# Area separation at a service canopy - A fire wall with no walls?



## nealderidder (Nov 22, 2016)

I think I attached an image to this post showing a building section... The grey lines show existing buildings. The darker lines a proposed canopy. This is a car dealership and this canopy is a covered drive-thru where you check in for service. The small enclosed area in the center is a conditioned space for the really hot times (think toll-booth). The canopy is free standing, unenclosed, and has a footprint of around 8,600 SF.

This canopy "connects" a 45,000 SF building to a 10,000 SF building resulting in a building which puts me over my allowable floor area. Dang!

A few questions come to mind:

1. Should a service canopy be considered building area? There are no surrounding exterior walls (see AREA, BUILDING definition) and doesn't the rest of that definition imply that there are walls SOMEWHERE in order to be defined as Building Area?

2. Assuming I can't convince you that this 8,600 SF shouldn't be called "Building Area" how does one go about building a Fire Wall between a canopy and an existing building? Build a free-standing wall next to the existing wall just for the purpose of having a wall?

I bet some of you have run into this before. Any words of wisdom?

Thanks,
Neal


----------



## mtlogcabin (Nov 22, 2016)

AREA, BUILDING. The area included within surrounding exterior walls (or exterior walls and fire walls) exclusive of vent shafts and courts. Areas of the building not provided with surrounding walls shall be included in the building area if such areas are included within the horizontal projection of the roof or floor above.

Do the existing exterior walls meet any kind of fire rating? 

FIRE AREA. The aggregate floor area enclosed and bounded by fire walls, fire barriers, exterior walls or horizontal assemblies of a building. Areas of the building not provided with surrounding walls shall be included in the fire area if such areas are included within the horizontal projection of the roof or floor next above.

Sprinkler increase maybe?


----------



## nealderidder (Nov 22, 2016)

The existing wall on the left was called out as a 2 hr area separation wall on the original drawings.

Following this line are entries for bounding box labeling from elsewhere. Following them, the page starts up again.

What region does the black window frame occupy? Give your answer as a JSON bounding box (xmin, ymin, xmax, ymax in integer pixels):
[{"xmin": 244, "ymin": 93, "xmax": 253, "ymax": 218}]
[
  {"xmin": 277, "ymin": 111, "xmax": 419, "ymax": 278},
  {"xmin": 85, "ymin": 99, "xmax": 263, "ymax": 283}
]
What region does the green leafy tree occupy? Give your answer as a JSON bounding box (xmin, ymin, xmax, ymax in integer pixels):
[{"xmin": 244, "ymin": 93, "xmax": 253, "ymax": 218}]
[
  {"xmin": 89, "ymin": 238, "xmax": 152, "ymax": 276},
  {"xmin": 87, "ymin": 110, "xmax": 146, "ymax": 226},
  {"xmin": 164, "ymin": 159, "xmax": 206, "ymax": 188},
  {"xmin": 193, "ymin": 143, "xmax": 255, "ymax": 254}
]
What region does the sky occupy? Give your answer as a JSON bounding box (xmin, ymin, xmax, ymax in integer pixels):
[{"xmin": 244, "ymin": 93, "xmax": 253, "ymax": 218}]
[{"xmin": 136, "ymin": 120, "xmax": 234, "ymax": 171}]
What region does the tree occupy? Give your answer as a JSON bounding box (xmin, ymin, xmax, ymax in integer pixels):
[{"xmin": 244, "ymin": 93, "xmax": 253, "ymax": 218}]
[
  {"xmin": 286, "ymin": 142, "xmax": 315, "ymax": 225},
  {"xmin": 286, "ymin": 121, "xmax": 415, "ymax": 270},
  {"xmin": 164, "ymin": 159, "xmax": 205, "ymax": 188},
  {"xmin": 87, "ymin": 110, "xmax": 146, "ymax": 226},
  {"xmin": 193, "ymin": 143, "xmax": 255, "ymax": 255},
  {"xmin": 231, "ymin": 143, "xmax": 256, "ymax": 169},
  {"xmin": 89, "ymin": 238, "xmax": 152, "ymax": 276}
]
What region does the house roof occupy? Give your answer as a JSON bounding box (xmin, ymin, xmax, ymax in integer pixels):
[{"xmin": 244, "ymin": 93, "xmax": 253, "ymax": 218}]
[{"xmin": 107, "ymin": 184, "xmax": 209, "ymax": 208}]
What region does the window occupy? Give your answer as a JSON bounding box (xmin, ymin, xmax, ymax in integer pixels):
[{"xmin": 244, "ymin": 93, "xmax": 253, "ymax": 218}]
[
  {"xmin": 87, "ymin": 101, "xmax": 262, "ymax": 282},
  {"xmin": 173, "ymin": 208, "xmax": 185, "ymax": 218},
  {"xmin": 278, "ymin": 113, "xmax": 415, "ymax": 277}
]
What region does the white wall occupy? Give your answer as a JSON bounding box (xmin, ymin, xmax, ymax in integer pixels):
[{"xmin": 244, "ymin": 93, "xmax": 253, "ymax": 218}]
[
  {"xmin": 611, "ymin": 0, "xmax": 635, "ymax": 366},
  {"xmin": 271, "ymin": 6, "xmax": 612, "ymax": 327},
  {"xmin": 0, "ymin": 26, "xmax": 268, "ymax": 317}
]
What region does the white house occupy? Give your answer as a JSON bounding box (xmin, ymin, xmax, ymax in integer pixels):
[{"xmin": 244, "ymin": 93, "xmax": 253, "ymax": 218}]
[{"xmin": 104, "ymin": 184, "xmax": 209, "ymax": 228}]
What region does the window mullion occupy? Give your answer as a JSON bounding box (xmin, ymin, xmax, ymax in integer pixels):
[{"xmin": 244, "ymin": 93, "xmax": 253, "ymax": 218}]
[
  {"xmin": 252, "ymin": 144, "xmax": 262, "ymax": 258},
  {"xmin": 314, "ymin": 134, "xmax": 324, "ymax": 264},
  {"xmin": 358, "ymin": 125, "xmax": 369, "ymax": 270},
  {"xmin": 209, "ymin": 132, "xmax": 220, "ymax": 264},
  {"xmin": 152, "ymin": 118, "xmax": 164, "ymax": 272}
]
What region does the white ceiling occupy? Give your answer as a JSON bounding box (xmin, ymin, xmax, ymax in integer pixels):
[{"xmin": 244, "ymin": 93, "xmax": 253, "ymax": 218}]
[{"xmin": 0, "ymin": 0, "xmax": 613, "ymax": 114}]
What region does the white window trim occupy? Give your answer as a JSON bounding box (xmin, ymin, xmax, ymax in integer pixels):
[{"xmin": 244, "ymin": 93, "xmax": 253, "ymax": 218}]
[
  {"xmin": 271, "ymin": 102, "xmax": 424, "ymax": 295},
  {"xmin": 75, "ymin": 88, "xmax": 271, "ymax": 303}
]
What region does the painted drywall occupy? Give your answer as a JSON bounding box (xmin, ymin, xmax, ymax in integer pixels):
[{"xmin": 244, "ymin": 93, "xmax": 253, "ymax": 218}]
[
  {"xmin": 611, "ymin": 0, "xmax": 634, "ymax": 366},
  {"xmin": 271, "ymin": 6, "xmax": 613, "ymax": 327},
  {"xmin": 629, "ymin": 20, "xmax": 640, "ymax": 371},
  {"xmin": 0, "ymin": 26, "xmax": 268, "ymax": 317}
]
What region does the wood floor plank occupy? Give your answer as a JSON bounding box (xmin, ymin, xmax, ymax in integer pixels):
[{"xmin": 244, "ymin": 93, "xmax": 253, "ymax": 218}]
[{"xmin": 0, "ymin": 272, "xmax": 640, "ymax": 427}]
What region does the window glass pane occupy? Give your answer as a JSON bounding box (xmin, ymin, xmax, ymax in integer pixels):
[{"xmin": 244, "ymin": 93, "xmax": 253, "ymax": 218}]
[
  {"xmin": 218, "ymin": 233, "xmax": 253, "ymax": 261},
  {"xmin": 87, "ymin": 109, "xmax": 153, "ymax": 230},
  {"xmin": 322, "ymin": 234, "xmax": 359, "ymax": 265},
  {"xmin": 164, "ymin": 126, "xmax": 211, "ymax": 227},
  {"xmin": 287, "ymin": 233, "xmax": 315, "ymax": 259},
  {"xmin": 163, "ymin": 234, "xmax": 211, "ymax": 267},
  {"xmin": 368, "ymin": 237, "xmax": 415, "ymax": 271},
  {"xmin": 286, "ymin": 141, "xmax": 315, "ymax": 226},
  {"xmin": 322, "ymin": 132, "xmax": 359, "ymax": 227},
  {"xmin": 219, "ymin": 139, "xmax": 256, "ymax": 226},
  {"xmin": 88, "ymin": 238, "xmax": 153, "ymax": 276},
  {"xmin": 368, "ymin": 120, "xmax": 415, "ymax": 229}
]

That hasn't been verified.

I'm already maxed out with sprinkler and frontage increases...


----------



## cda (Nov 22, 2016)

nealderidder said:


> The existing wall on the left was called out as a 2 hr area separation wall on the original drawings. That hasn't been verified.
> 
> I'm already maxed out with sprinkler and frontage increases...




Any openings in the two hour wall??


----------



## cda (Nov 22, 2016)

Sure looks like one building to me


----------



## nealderidder (Nov 22, 2016)

cda said:


> Any openings in the two hour wall??


Indeed - several with Mckeon doors protecting them.

So if it's one building how would you buildl a fire wall in this location?


----------



## mtlogcabin (Nov 22, 2016)

nealderidder said:


> The existing wall on the left was called out as a 2 hr area separation wall on the original drawings. That hasn't been verified.
> 
> I'm already maxed out with sprinkler and frontage increases...



The canopy will reduce the original frontage increase number on both buildings.
Do you have a plan view?   
Does this help? 

Table 706.4 footnote "a" 
in Type II or V construction, walls shall be permitted to have a 2-hour fire-resistance rating.


----------



## nealderidder (Nov 22, 2016)

mtlogcabin said:


> The canopy will reduce the original frontage increase number on both buildings.
> Do you have a plan view?
> Does this help?
> 
> ...




I think we're veering of course here. Regardless of whether it's a 2 hr or 3 hr wall, the question is - how do you build a fire wall against an unenclosed canopy?


----------



## cda (Nov 22, 2016)

nealderidder said:


> I think we're veering of course here. Regardless of whether it's a 2 hr or 3 hr wall, the question is - how do you build a fire wall against an unenclosed canopy?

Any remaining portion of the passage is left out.